The erotism underlying social relations and the repression required by the cohabitation of human beings are essential psychoanalytic contributions to "sociology." Hence, also, "the educational interest" (p. 189) of a science that becomes more familiar with the real psychic life of the child and its evolution. "We grown-up people cannot understand children because we no longer understand our own childhood" (p. 189). Teachers learned from the discoveries concerning the "Oedipus complex, self-love (or 'narcissism'), the disposition to perversions, anal erotism, [and] sexual curiosity" (p. 189).

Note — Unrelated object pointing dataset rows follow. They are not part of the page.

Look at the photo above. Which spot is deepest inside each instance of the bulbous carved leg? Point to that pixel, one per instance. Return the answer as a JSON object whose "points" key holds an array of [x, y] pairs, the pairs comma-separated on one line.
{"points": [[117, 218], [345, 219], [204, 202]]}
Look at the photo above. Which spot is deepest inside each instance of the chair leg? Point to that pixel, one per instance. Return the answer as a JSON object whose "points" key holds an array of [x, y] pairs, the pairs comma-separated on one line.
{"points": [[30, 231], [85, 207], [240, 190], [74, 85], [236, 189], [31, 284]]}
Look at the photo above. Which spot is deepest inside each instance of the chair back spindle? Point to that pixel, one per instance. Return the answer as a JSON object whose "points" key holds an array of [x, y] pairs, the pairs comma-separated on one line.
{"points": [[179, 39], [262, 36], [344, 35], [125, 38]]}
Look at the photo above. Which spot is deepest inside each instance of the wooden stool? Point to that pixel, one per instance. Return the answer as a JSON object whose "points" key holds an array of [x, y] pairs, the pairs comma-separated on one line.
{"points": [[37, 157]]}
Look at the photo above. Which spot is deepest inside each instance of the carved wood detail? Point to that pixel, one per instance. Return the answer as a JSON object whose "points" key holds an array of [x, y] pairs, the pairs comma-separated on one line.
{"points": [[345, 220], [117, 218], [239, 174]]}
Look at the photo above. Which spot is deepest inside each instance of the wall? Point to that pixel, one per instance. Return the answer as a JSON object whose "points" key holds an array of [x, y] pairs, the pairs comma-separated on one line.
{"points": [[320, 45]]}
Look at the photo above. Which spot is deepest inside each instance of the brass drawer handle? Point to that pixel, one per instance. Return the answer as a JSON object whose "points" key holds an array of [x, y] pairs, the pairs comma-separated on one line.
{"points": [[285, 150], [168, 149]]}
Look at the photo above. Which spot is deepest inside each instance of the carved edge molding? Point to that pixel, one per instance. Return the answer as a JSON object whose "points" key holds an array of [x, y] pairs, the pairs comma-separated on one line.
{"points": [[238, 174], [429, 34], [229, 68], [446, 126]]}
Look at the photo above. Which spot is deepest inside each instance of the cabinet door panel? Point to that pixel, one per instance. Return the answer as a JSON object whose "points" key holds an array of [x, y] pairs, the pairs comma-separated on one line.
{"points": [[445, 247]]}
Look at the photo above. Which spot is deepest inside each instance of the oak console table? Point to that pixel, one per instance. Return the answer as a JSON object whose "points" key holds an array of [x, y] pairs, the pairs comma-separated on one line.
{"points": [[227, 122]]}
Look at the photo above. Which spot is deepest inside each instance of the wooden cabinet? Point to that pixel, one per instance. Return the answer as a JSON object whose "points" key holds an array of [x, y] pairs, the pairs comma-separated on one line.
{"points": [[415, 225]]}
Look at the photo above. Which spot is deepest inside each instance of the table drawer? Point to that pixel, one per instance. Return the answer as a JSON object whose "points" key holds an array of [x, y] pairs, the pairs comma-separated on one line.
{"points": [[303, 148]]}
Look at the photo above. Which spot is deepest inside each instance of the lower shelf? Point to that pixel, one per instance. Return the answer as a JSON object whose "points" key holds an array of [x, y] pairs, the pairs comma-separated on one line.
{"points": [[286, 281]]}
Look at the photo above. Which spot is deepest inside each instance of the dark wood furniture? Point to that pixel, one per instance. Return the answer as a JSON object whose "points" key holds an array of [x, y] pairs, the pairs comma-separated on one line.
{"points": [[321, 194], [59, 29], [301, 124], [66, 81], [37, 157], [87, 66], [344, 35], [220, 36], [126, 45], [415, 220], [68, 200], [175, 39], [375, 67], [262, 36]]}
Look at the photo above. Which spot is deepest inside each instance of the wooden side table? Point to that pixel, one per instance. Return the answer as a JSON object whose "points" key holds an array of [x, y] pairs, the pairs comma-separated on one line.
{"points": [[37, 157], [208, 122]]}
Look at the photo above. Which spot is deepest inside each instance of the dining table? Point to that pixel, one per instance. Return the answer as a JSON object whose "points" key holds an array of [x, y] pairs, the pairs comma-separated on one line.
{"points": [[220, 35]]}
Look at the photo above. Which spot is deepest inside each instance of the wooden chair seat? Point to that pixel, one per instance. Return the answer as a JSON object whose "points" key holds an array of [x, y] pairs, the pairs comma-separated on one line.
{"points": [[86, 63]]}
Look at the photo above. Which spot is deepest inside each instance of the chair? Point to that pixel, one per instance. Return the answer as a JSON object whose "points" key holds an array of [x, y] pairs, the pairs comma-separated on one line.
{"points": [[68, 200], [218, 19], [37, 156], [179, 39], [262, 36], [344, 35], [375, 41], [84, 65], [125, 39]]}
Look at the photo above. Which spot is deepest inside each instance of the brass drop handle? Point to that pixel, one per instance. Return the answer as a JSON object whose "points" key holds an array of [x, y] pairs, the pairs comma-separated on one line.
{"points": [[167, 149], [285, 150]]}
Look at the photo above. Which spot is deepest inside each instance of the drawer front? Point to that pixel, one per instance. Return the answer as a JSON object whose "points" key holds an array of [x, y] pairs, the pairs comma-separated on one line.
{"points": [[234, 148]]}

Psychoanalysis "can also show what precious contributions to the formation of character are made by these asocial and perverse instincts in the child, if they are not subjected to repression but are diverted from their original aims to more valuable ones by the process known as 'sublimation.' Our highest virtues have grown up, as reaction formations and sublimations, out of our worst dispositions" (p. 190).
Alain de Mijolla
See also: Anthropology and psychoanalysis; Applied psychoanalysis and the interactions of psychoanalysis; Ego; France; Imago. Zeitschrift für die Anwendung der Psychoanalyse auf die Geisteswissenschaften. "On the History of the Psychoanalytic Movement"; Psychoanalytic epistemology; Sociology and psychoanalysis, sociology.
Freud, Sigmund. (1913j). Das Interesse an der Psychoanalyse. Scientia, XIV, p. 240-250, 369-384; GW, VIII: 389-420; The claims of psycho-analysis to scientific interest. SE, 13: 163-190.